Congo : faim de changement
«Le Congo pourrait nourrir 3 milliards de Terriens, la moitié de la planète. Pourtant, 1 Congolais sur 2 a faim !» Ce constat si paradoxal est le point de départ du somptueux documentaire d’Antonio Spanò intitulé «Amuka, le réveil». À découvrir ce samedi sur La Trois, à 23h40.
Positive attitude
Irak, Libye, Haïti : j’ai beaucoup voyagé», raconte Antonio Spanò, «mais ce que vivent ces personnes, on ne peut pas l’imaginer sans l’avoir vu». Eugénie l’a surtout impressionné. Elle habite le Nord Kivu, une région particulièrement instable politiquement et convoitée par de nombreux groupes armés en raison des richesses de son sous-sol (or, cuivre, coltan…). «Elle a 40 ans et 7 enfants. Tous les jours, elle se lève à 5 heures pour s’occuper de sa plantation de café. Celle-ci se trouve à 7 km de sa maison, dans la montagne. Elle risque sa vie pour son travail, pour nourrir sa famille, ses enfants… grâce à ce que j’appellerais sa ’’positive attitude’’». Et celle-ci semble contagieuse : avec son mari, Eugénie a lancé une coopérative de paysans. Ils étaient 14 au début, aujourd’hui ils sont plus de 1.300 coopérateurs. «Ici, en Belgique, nous avons aussi des héros. Mais là-bas, avec le climat hostile, la nature agressive, les routes inexistantes : tout est difficile !».
Coopérer pour grandir
Comme Eugénie, tous les intervenants ont été filmé à différents moments de leur vie entre 2016 et 2019 : Biaba, producteur de riz dans le Sud Kivu ; Colette et Chantal, productrices d’huile de palme dans la province du Kongo Central ; et Augustin et ses vaches à lait du territoire de Masisi (Nord Kivu). Malgré les différents lieux et la variété de leurs activités, tous ces agriculteurs partagent le même souhait : s’en sortir en se regroupant en coopératives. Le nom d’une d’entre-elles a inspiré au cinéaste le titre de son film : «amuka», qui signifie «réveillez-vous». Derrière chacun des coopérateurs ne se cachent pas seulement leurs familles nombreuses : 70 % de la population active de RDC travaille dans le secteur agricole. Et pourquoi ça ne marche pas ? Une image du film remonte immédiatement à la mémoire d’Antonio Spanò. «Un de nos personnages, assis dans une usine en ruine, nous dit : ’’Nous avons des terres, des champs, les bras pour travailler et l’envie d’y arriver… Tout est là. Mais (un peu comme cette usine), tout est foutu, ça ne marche pas’’.»

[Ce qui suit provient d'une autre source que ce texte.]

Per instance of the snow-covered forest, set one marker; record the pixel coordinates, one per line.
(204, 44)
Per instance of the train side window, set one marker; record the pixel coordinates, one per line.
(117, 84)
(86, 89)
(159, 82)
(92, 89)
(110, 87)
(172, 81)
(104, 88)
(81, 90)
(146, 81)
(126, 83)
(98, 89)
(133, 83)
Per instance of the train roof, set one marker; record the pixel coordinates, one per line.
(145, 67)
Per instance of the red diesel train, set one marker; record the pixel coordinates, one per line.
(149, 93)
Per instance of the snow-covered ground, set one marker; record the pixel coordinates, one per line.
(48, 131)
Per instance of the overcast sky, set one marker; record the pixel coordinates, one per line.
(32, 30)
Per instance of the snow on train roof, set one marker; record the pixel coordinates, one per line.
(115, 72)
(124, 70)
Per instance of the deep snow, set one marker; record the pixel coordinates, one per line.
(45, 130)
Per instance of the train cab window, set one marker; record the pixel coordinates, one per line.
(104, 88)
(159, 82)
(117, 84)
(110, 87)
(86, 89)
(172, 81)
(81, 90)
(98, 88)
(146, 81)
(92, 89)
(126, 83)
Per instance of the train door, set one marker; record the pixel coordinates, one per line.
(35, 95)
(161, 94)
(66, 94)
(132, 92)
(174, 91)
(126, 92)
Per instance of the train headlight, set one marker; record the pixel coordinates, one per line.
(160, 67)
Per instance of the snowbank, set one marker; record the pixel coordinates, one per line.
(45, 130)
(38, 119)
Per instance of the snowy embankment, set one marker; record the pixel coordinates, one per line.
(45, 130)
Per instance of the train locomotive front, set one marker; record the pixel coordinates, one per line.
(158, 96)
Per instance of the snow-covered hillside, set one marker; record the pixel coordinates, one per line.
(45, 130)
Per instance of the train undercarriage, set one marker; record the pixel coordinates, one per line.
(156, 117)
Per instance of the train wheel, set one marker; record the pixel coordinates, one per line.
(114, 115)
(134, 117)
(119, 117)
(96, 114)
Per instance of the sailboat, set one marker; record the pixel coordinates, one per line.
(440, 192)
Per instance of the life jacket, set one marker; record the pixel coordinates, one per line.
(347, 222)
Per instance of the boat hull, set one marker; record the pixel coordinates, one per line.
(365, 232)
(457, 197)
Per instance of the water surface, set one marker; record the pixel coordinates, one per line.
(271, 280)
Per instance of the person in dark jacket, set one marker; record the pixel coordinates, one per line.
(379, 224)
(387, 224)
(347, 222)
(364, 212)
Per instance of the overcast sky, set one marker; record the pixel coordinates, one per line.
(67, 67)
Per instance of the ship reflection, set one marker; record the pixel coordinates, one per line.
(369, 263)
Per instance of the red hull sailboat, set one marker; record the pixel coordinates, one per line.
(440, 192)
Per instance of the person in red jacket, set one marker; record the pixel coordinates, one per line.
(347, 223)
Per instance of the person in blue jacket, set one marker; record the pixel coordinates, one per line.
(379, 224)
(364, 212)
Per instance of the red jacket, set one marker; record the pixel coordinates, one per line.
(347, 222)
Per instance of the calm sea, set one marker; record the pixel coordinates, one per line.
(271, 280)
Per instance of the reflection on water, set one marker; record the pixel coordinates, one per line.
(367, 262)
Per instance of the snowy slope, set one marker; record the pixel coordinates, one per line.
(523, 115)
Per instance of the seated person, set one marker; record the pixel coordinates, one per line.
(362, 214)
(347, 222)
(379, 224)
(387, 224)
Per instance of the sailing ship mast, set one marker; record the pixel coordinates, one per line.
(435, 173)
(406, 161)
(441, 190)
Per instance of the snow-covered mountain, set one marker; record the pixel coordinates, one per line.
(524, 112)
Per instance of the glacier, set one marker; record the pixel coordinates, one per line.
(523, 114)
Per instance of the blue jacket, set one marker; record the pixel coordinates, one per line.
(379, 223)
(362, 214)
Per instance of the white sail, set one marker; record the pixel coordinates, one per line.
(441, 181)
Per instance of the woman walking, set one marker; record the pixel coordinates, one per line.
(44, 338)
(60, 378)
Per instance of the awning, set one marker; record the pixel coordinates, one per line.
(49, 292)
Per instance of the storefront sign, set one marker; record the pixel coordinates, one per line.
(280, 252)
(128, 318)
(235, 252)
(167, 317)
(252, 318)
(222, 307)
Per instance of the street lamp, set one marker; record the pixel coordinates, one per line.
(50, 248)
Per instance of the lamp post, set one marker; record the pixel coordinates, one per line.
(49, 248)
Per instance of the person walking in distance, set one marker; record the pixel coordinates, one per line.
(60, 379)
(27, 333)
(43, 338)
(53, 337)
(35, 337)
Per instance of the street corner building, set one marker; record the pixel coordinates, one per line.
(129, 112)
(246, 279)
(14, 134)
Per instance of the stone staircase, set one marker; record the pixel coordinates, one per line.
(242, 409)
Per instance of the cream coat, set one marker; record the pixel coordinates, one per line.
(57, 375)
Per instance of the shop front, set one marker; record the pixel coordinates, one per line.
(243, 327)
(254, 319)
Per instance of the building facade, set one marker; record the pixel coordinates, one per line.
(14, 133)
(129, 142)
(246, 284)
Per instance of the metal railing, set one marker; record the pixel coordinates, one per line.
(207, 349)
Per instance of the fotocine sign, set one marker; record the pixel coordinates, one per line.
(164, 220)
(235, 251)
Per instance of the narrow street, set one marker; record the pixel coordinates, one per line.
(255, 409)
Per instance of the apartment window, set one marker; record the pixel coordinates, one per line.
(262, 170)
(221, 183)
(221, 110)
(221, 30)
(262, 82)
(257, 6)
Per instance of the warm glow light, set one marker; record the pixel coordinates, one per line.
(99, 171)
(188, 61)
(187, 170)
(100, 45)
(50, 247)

Comment faire en sorte que cela fonctionne, que l’expression «amuka» ne soit pas qu’un vœu pieux, que ce réveil tant souhaité par ces paysans déterminés soit entendu, encouragés, soutenus par les dirigeants ? Les images de Spanò sont fortes. Plus que des grands discours, elles sont le porte-voix puissant de ces gens simples, de milliers de Congolais, héros du quotidien entrés en résistance contre le fatalisme ambiant, comme un pont tendu entre deux rives. «À pied, en pirogue, perchés au sommet de camions-épaves, ils quittent leur village et s’engagent sur le chemin du marché avec une seule volonté, celle de faire vivre une agriculture familiale».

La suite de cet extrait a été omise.